Turizme muhtemel olumlu ve olumsuz etkileri
TUADER’in hazırladığı raporda, günlük kiralık meskenlerin turizme tesirlerine ait değerlendirmelere de yer verildi.
Buna nazaran, alternatif konaklama seçeneği, seyahat edenlere esneklik, lokal ve kültürel tecrübe, aile yahut kümeler için uygunluk, lokal ekonomilere ve istihdama takviye ve ek gelir elde etme imkanı sunduğu için günlük kiralık konutlar ülke turizmine avantaj sağlıyor.

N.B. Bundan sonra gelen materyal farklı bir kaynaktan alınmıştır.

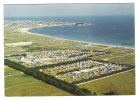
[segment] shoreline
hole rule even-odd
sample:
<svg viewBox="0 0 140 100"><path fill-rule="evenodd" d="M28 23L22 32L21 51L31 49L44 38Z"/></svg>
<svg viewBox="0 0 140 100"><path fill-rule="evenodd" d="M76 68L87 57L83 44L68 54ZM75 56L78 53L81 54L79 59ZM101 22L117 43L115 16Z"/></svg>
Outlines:
<svg viewBox="0 0 140 100"><path fill-rule="evenodd" d="M39 28L43 28L39 27ZM49 27L49 26L46 26ZM133 47L124 47L124 46L115 46L115 45L106 45L106 44L100 44L100 43L92 43L92 42L84 42L84 41L77 41L77 40L70 40L70 39L63 39L63 38L58 38L58 37L52 37L52 36L47 36L47 35L43 35L43 34L37 34L37 33L32 33L29 32L28 30L30 29L34 29L34 28L20 28L21 32L26 32L28 34L34 34L34 35L39 35L39 36L45 36L45 37L49 37L49 38L54 38L54 39L60 39L60 40L65 40L65 41L71 41L71 42L78 42L78 43L87 43L87 44L92 44L92 45L98 45L98 46L107 46L107 47L112 47L112 48L124 48L124 49L134 49Z"/></svg>

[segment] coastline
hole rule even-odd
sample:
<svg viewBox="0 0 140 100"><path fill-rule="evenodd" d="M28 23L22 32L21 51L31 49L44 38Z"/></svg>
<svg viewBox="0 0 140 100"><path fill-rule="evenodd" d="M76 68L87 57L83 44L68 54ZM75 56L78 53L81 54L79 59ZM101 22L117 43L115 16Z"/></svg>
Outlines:
<svg viewBox="0 0 140 100"><path fill-rule="evenodd" d="M43 28L43 27L44 26L39 27L39 28ZM49 26L46 26L46 27L49 27ZM78 42L78 43L87 43L87 44L98 45L98 46L107 46L107 47L112 47L112 48L124 48L124 49L133 49L133 50L135 50L135 48L133 48L133 47L124 47L124 46L116 46L116 45L106 45L106 44L100 44L100 43L84 42L84 41L69 40L69 39L63 39L63 38L58 38L58 37L47 36L47 35L43 35L43 34L37 34L37 33L29 32L28 30L30 30L30 29L34 29L34 28L20 28L20 31L21 32L28 33L28 34L45 36L45 37L54 38L54 39L60 39L60 40L65 40L65 41L72 41L72 42Z"/></svg>

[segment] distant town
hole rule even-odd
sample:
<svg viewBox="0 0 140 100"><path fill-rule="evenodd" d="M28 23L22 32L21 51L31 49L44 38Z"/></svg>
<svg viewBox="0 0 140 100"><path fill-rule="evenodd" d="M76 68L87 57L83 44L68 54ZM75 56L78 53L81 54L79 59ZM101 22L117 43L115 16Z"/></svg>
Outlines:
<svg viewBox="0 0 140 100"><path fill-rule="evenodd" d="M4 21L4 27L26 27L26 26L90 26L89 23L69 23L69 22L45 22L45 21Z"/></svg>

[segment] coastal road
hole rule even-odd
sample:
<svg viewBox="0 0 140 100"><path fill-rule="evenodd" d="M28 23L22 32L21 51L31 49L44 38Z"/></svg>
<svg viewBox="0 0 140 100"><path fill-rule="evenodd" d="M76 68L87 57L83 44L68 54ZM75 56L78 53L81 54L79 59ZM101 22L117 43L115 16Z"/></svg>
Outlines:
<svg viewBox="0 0 140 100"><path fill-rule="evenodd" d="M5 88L5 89L10 89L10 88L19 87L19 86L23 86L23 85L34 84L34 83L40 83L40 82L42 82L42 81L39 81L39 82L32 82L32 83L26 83L26 84L21 84L21 85L16 85L16 86L8 87L8 88Z"/></svg>
<svg viewBox="0 0 140 100"><path fill-rule="evenodd" d="M135 69L130 69L130 70L127 70L127 71L124 71L124 72L120 72L120 73L116 73L116 74L113 74L113 75L109 75L109 76L105 76L105 77L102 77L102 78L98 78L98 79L95 79L95 80L91 80L91 81L79 83L79 84L76 84L76 85L82 85L82 84L86 84L86 83L89 83L89 82L101 80L101 79L104 79L104 78L108 78L108 77L111 77L111 76L115 76L115 75L118 75L118 74L122 74L122 73L125 73L125 72L129 72L129 71L132 71L132 70L135 70Z"/></svg>

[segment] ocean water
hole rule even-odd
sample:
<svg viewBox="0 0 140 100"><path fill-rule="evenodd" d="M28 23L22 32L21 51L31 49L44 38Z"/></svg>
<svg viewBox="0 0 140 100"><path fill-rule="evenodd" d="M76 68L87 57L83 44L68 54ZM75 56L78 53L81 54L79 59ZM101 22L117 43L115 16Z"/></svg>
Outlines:
<svg viewBox="0 0 140 100"><path fill-rule="evenodd" d="M135 48L133 15L17 17L5 20L90 23L93 26L65 26L31 29L29 32L69 40Z"/></svg>

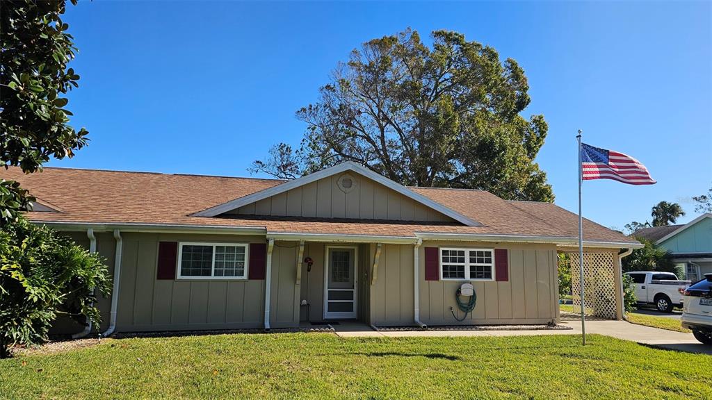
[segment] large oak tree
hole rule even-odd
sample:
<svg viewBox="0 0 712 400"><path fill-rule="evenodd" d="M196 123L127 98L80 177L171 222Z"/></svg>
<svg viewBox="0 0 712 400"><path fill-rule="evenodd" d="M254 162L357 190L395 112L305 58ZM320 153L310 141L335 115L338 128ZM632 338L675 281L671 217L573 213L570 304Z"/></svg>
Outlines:
<svg viewBox="0 0 712 400"><path fill-rule="evenodd" d="M534 161L547 123L520 115L530 102L522 68L461 33L432 41L407 30L354 50L297 112L308 126L300 148L280 143L251 170L290 179L352 160L405 185L553 201Z"/></svg>

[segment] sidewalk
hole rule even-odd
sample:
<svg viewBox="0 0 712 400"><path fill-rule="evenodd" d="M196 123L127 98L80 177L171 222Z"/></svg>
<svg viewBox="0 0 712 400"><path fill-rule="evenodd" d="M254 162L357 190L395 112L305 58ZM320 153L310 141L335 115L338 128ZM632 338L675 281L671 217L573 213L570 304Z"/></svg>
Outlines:
<svg viewBox="0 0 712 400"><path fill-rule="evenodd" d="M562 325L570 330L407 330L375 331L365 324L342 323L334 325L336 335L342 337L437 337L494 336L542 336L545 335L580 335L581 322L567 321ZM712 354L712 346L706 346L691 333L674 332L625 321L586 321L586 333L610 336L670 350Z"/></svg>

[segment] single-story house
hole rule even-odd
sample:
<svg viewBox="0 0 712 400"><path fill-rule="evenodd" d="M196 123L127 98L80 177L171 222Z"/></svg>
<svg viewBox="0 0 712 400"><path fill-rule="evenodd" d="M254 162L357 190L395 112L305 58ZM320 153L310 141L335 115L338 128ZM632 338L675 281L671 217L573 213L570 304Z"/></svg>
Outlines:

Başka yandan günlük kiralık meskenler konut stoku, komşuluk ilgileri, yasal düzenleme, güvenlik, lokal işletmelerin etkilenmesi, eşitsizlik ve erişilebilirlik, çok turizm, konaklama kesiminin zayıflaması, konaklama dalında istihdamda yaşanması mümkün meseleleri da beraberinde getiriyor.
“İcra yoluyla mülkün satışı da dahil ağır yaptırımlar uygulanmalı”
Raporda, sorunun tahlili için sistemden elde edilecek karların çevrim içi bildirileceği bir sistem kurulması, güvenlik sorunlarının önüne geçmek için oluşturulacak ulusal bir portal aracılığıyla konaklayanların pasaport ve kimlik bilgilerinin eksiksiz girilmesi, aksi uygulamalar için icra yoluyla mülkün satışı da dahil olmak üzere ağır yaptırımlar uygulanması teklifleri yer aldı.
Kiralayan bireylerin diğerlerine kiralamalarının önüne geçecek yasal düzenlemelerin yapılması gerektiği belirtilen raporda, “Havalimanına gelen yabancı yolcu sayısı ile otellerde konaklayanlar ortasındaki önemli farkı ortadan kaldırmak ve gelenlerin takibinin yapılabilmesi için kesinlikle bireyler gelmeden ya da ülkeye girmeden kaldıkları müddet boyunca hangi adreste ikamet edeceklerini beyan ettikleri bir doküman doldurmaları sağlanmalı, bu evrak üzerinden de elektronik denetimler yapılarak kaçak kiralamaların önüne geçilmelidir.” tekliflerine yer verildi.
Bir toplu konut ya da apartmanda yapılacak günlük kiralamalar için apartman idaresinin ya da sakinlerinin tamamının müsaadesinin alınması gerektiği kaydedilen raporda, kaçak kiralamaların önüne geçmek ve takibini kolaylaştırmak için mevcut apartman idarelerine de sorumluluk sağlayan ve bildirme yükümlülükleri veren yasal düzenlemeler getirilmesi istendi.